Ludicrous Constructions of Prophecies for Modern Times
For Jehovah’s Witnesses, the destruction of the wicked world, Satan’s world, is ante portas (JWW 32). They copied this idea from Daniel’s book. There
“man’s rule … is confronted with the irrevocable coming of God’s reign; only this will truly bring salvation. For the apocalyptic, therefore, no healing is expected within the history; it requires a fundamental change of times …” (Daniel: bibelwissenschaft.de)
The same fundamental attitude can be found both in the Revelation and in the Gospels. The WTS adopted it also from these sources and projected it on our present times. But these books don’t contain any prophecy for today’s times – and neither does Daniel’s book. Its interpretation by Jehovah’s Witnesses is wholly false, arbitrary and full of contradictions. In this book – as in all other Old Testament Scriptures – there are no prophecies relating to Jesus, Jehovah’s Witnesses, an “Anglo-American world power”, Kaiser Wilhelm II, Hitler, the UN, or the establishment of a heavenly “Messianic Kingdom” in the year 1914 AD. Such biblical interpretations are not just misinterpretations – they are ludicrous constructions, running like a red thread through the entire WTS literature. Their prototype is to be found in the New Testament. In the Gospel of Matthew, for example, a prophecy of Daniel is reinterpreted in the sense of this evangelist (Matthew 24:15). That balloon of pious fraud is pumped up by the WTS to an extreme size: Hundreds of Bible verses cited in JWP and JWW are reinterpreted by the WTS, resulting in a false doctrine which is full of contradictions.

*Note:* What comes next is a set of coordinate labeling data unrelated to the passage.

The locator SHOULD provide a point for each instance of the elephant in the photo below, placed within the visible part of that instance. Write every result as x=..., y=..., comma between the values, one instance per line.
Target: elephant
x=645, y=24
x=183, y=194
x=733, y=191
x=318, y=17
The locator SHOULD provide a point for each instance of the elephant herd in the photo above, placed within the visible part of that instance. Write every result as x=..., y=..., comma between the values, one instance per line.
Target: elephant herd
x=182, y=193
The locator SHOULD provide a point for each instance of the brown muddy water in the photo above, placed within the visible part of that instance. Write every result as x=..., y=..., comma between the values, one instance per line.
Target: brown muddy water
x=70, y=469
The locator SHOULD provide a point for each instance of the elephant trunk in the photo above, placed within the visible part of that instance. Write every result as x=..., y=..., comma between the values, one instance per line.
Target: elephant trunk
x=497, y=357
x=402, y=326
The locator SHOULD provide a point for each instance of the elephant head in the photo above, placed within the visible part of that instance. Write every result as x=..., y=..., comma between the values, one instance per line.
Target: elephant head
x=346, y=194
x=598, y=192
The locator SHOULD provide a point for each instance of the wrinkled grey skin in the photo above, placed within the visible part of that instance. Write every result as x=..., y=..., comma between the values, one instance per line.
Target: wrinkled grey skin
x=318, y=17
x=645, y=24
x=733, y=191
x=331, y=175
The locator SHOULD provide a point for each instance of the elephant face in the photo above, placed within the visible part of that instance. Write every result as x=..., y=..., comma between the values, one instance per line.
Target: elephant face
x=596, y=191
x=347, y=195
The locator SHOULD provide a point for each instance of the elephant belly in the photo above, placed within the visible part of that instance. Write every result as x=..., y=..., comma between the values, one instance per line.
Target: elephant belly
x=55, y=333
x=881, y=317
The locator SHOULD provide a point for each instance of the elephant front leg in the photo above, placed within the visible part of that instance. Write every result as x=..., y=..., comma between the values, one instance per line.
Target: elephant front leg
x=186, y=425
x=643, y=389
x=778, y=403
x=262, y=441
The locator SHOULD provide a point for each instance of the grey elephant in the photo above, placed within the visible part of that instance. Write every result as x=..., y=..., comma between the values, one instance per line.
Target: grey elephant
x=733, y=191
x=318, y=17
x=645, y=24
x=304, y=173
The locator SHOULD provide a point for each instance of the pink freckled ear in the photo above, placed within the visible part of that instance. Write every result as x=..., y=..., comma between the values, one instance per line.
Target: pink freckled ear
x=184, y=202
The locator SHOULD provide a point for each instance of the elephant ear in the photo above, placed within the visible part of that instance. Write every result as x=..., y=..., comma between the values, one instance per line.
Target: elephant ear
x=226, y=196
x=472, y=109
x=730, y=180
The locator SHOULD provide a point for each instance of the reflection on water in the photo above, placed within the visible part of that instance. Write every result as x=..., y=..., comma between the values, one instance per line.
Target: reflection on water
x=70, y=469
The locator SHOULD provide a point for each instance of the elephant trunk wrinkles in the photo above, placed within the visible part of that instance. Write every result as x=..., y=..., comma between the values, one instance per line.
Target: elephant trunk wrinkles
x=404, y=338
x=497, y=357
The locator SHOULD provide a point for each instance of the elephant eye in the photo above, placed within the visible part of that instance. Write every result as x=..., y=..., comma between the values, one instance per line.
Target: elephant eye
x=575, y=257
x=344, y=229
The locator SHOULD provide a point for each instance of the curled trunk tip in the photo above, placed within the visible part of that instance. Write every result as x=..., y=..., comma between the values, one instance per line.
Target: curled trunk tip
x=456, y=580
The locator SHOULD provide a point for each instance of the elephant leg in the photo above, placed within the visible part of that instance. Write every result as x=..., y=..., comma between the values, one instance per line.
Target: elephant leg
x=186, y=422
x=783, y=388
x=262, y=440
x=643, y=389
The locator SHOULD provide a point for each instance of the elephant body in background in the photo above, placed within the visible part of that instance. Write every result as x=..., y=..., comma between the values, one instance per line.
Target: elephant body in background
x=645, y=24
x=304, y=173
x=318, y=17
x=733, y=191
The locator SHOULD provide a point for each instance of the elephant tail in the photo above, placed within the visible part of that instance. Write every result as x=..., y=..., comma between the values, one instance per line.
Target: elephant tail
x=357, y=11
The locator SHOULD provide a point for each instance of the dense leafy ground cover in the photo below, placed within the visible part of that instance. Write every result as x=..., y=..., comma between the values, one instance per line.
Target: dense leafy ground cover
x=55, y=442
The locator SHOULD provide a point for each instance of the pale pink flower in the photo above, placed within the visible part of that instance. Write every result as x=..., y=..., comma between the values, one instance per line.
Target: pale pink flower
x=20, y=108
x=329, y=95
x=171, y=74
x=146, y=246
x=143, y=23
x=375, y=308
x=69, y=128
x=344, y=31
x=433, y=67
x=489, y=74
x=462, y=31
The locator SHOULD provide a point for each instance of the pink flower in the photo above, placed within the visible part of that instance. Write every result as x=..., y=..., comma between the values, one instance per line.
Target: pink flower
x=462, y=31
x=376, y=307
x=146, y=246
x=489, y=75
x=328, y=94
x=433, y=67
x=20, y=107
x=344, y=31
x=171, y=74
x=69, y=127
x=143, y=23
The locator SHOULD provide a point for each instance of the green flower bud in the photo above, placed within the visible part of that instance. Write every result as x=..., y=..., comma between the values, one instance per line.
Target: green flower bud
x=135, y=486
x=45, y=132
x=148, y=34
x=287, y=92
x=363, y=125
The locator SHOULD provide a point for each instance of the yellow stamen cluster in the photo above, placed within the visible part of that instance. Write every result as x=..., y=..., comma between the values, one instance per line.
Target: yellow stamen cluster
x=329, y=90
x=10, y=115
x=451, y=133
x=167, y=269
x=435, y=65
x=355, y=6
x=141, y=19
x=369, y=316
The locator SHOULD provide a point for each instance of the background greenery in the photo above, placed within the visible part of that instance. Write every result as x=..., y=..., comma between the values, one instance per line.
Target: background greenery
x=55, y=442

In addition, historically secured ruling times of antique rulers are modified in order to fulfil biblical prophecies, according to the motto:
“I re-create my world, just the way it suits me.”
In this sense, the Watchtower Society has made its own Bible (“New World Translation of the Holy Scriptures”) in which many Bible verses of the original text were translated incorrectly in order to support the absurd constructions of Jehovah’s Witnesses.
False Religion and Poisonous Waste
Particularly problematic in the teaching of the WTS is the condemnation of all other Christian and non-Christian religions as “false religion”, their rites and customs such as Christmas as “poisonous waste”. WTS is a typical fundamentalist sect that considers a theocracy to be the ideal form of government. Tolerance in faith is not an option for Jehovah’s Witnesses.
JWW 145:
“Like counterfeit money, false religion has no real value … True religion leads to everlasting life. False religion leads to destruction … the way we worship God means either life or death for us.”
By contrast, in its “nostra aetate” from 1965 the Catholic Church declares:
“Likewise, other religions found everywhere try to counter the restlessness of the human heart, each in its own manner, by proposing ‘ways’, comprising teachings, rules of life, and sacred rites. The Catholic Church rejects nothing that is true and holy in these religions…”
The credo of Jehovah’s Witnesses, however, is:
“Think like us, or die in the battle of Armageddon!”